February 1, 2006

More on Auditor Engagement Letters and Limits on Liability

It could be just a rumor, but I am hearing that PricewaterhouseCoopers has broken from the Big 4 pack and is not demanding liability limits like their brethren. In our “Auditor Engagement Letters” Practice Area, we have posted a recent letter from the Investment Company Institute urging the AICPA to take a position on auditor indemnification that conforms to the SEC’s position and recommending that the SEC require that companies disclose any contractual provisions with their auditors that limit liability. The SEC’s position is embedded in Section 602.02.f.i of the SEC’s Financial Reporting Policies (which is the SEC’s guideline that prohibits companies from indemnifying their auditors – and which was reaffirmed in late ’04 as the SEC’s position in FAQ #4 of “Other Matters” as part of the SEC’s Auditor Independence FAQs).

Following up on my blog about the PCAOB’s Standing Advisory Group’s upcoming consideration of this issue, consider this useful background from Jack Ciesielski’s AAO Weblog:

“Last June, the Federal Financial Institutions Examination Council came out strongly against practically any kind of limitation on auditor responsibility through engagement letters. Their hard-line comment document is still a work in progress; no formal policy has been issued yet. When they do, it’ll affect firms that report under the auspices of the Board of Governors of the Federal Reserve System (FRB), the Federal Deposit Insurance Corporation (FDIC), the National Credit Union Administration (NCUA), the Office of the Comptroller of the Currency (OCC), and the Office of Thrift Supervision (OTS).

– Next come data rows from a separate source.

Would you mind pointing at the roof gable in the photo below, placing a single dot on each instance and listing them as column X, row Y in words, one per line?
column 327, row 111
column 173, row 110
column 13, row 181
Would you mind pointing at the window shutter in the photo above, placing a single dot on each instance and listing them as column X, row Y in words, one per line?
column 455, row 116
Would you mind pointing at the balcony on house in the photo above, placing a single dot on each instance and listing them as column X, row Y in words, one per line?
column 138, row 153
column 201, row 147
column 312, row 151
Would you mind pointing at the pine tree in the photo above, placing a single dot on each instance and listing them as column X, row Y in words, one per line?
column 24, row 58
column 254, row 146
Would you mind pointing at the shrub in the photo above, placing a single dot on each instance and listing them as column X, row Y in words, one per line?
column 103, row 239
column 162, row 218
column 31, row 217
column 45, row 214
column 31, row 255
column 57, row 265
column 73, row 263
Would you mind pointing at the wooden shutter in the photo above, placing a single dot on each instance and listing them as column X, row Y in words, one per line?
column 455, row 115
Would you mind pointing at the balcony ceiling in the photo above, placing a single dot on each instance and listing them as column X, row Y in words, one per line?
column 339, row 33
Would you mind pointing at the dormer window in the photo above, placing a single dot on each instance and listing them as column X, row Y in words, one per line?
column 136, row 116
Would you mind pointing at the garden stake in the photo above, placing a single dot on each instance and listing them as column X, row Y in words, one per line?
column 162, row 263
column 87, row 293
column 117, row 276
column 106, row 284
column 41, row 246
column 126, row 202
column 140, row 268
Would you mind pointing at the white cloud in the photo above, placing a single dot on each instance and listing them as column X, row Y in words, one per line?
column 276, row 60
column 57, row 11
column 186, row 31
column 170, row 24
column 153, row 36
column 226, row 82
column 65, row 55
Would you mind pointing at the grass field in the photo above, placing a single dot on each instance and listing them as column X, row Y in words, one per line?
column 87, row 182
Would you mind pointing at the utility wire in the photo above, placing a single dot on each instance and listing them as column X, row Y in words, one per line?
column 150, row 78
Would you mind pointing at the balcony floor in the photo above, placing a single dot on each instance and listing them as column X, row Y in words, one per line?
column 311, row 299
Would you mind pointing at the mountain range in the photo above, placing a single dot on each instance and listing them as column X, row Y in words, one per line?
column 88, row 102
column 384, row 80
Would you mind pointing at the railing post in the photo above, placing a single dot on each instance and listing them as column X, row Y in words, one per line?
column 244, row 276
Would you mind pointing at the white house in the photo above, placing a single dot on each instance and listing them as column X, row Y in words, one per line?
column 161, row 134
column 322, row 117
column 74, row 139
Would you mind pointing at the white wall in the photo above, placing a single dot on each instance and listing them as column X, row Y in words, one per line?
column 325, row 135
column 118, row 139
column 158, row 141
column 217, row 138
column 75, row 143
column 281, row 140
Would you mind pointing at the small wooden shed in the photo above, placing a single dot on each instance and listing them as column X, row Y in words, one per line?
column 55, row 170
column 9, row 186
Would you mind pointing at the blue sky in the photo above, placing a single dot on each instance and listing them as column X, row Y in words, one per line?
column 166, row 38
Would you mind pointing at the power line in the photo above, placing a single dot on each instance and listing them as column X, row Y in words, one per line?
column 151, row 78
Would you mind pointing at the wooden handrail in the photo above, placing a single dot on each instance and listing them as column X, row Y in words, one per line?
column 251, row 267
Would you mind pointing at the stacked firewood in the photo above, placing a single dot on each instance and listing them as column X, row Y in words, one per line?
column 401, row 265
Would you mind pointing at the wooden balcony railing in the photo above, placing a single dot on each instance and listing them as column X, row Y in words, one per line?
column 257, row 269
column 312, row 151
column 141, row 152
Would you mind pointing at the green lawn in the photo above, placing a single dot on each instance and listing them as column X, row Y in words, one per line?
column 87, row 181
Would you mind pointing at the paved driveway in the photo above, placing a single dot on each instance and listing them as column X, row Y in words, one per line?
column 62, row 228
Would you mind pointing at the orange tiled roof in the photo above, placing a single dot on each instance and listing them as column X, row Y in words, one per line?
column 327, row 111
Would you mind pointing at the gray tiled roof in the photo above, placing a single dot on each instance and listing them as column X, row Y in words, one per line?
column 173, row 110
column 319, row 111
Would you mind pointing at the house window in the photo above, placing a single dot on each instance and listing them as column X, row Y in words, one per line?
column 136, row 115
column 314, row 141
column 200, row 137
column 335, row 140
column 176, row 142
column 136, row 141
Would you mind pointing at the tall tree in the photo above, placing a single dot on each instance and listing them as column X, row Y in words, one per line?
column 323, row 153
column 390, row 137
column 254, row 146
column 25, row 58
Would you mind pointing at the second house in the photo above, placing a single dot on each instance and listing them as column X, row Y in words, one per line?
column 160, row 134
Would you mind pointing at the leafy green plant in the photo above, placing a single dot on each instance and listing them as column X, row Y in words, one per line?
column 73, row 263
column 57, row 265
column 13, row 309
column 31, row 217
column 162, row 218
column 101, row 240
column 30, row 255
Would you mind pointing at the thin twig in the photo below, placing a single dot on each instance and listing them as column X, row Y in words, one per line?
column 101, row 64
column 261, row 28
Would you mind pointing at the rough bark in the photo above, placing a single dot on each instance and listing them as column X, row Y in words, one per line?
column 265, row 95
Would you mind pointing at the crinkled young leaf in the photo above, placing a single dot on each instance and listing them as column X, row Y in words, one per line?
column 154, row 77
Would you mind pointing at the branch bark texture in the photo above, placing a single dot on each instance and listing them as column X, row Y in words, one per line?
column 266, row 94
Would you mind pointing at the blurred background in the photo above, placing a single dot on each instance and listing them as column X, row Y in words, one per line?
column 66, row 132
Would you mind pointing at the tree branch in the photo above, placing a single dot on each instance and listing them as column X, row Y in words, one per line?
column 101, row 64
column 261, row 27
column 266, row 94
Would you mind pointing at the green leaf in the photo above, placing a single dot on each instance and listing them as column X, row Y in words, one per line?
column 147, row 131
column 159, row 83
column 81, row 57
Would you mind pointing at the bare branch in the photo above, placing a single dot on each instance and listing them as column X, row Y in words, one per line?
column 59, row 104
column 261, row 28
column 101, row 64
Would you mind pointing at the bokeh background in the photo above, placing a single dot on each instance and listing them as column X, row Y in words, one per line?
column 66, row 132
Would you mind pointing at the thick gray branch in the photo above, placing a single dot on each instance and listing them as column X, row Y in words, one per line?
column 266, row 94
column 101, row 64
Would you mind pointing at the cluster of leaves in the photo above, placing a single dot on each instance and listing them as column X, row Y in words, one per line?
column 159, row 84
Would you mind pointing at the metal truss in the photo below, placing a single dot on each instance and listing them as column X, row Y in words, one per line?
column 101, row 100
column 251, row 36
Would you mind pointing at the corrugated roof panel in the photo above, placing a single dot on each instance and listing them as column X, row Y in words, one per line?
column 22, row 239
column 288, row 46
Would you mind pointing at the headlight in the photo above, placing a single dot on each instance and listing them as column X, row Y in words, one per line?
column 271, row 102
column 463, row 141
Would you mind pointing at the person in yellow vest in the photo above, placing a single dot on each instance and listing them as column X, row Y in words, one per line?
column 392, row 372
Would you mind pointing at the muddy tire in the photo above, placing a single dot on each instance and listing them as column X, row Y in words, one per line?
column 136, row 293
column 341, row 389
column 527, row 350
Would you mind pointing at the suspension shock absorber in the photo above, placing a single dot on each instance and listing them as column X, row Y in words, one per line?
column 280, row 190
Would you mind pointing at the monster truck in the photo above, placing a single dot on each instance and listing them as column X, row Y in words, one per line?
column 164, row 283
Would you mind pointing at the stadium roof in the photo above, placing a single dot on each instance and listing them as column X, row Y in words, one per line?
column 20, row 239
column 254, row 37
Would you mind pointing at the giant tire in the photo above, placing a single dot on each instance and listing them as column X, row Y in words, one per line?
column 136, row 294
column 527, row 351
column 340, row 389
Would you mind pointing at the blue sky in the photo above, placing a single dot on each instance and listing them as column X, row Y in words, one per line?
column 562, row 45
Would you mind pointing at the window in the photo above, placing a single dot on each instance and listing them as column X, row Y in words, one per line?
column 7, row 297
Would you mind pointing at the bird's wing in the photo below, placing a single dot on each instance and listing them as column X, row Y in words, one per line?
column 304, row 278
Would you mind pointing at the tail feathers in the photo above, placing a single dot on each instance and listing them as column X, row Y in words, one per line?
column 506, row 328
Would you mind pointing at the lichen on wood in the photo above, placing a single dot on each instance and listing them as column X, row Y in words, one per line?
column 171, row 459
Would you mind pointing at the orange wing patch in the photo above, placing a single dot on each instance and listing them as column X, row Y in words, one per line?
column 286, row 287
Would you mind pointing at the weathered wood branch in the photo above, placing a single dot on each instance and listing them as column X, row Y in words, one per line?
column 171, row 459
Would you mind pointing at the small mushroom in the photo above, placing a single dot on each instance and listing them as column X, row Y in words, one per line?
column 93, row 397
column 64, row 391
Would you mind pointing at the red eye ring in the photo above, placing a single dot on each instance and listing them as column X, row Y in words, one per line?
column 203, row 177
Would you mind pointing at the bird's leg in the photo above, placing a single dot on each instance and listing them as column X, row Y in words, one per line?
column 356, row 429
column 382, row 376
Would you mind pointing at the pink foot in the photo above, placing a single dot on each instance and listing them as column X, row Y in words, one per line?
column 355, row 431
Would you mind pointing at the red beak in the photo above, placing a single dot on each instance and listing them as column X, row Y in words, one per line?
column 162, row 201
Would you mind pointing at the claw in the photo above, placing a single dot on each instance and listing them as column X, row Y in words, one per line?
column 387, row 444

While it’s not a regulator, the Professional Ethics Executive Committee of the American Institute of CPAs also exposed a comment document regarding liability caps; in fact, they’re debating the comments received on it this afternoon and deciding to issue a decision. As you can see from the PCAOB’s backgrounder, they examined the same kinds of liability limitations as the FFIEC. With regard to many of the kinds of limitations, the two bodies were in surprising agreement. (For instance, both agreed that auditor indemnification against claims based on the audit client’s negligence would not be a good thing for auditor independence.) In other areas, the AICPA was more favorably disposed to allowing limitations while the FFIEC was not. (Example: clauses that limited punitive damages were okay with the AICPA, but not the FFIEC.)(more).”

Don’t forget to take our new survey on auditor inspection reports and engagement letters.

Ask Your Auditor about its PCAOB Inspection Report

Here is another topic that I have been blogging about for a while: how companies should endeavor to get as much information as they can from their independent auditors regarding the inspection reports issued by the PCAOB. As you might recall, companies have no right to receive the non-public sections of these reports from the PCAOB – but auditors are permitted to voluntarily share them with their clients (which has now been confirmed by the PCAOB numerous times).

At a minimum, I believe that companies should be asking auditors the following questions:

1. Do you believe that any of the issues raised in the non-public portions of the inspection report will affect our audit?

2. Can you describe generally the types of quality control criticisms contained in the non-public portions of the report?

Please let me know if there are other questions you think companies should ask – and whether your auditor was willing to respond to these questions. And don’t forget to take our new survey on auditor inspection reports and engagement letters.

Underwriting Agreements and Legal Opinions After the ’33 Act Reform

I have received some provocative questions for tomorrow’s webcast panel – “Underwriting Agreements and Legal Opinions After the ’33 Act Reform.” With ’33 Act reform still in its infancy, many are looking to Wall Street lawyers and bankers to see what procedures and practices are developing. Come find out from our expert panel!

February Issue of E-Minders is Posted!

We have posted our latest issue of E-Minders.

Disclosure of Shares Pledged as Collateral

Today’s WSJ carries this interesting article about the SEC’s proposal that would require companies to disclose any pledges of stock by named executive officers and directors. Ron Mueller notes that in his experience roughly 10% of companies now prohibit or limit the extent to which executive officers can pledge – but the remaining question is how many officers and directors actually pledge at all?

I don’t think there is any way to know how many officers pledge shares. The only situations that the lawyers hear about are those in which problems ensue (e.g., when the brokers call the shares to satisfy the pledge arrangement).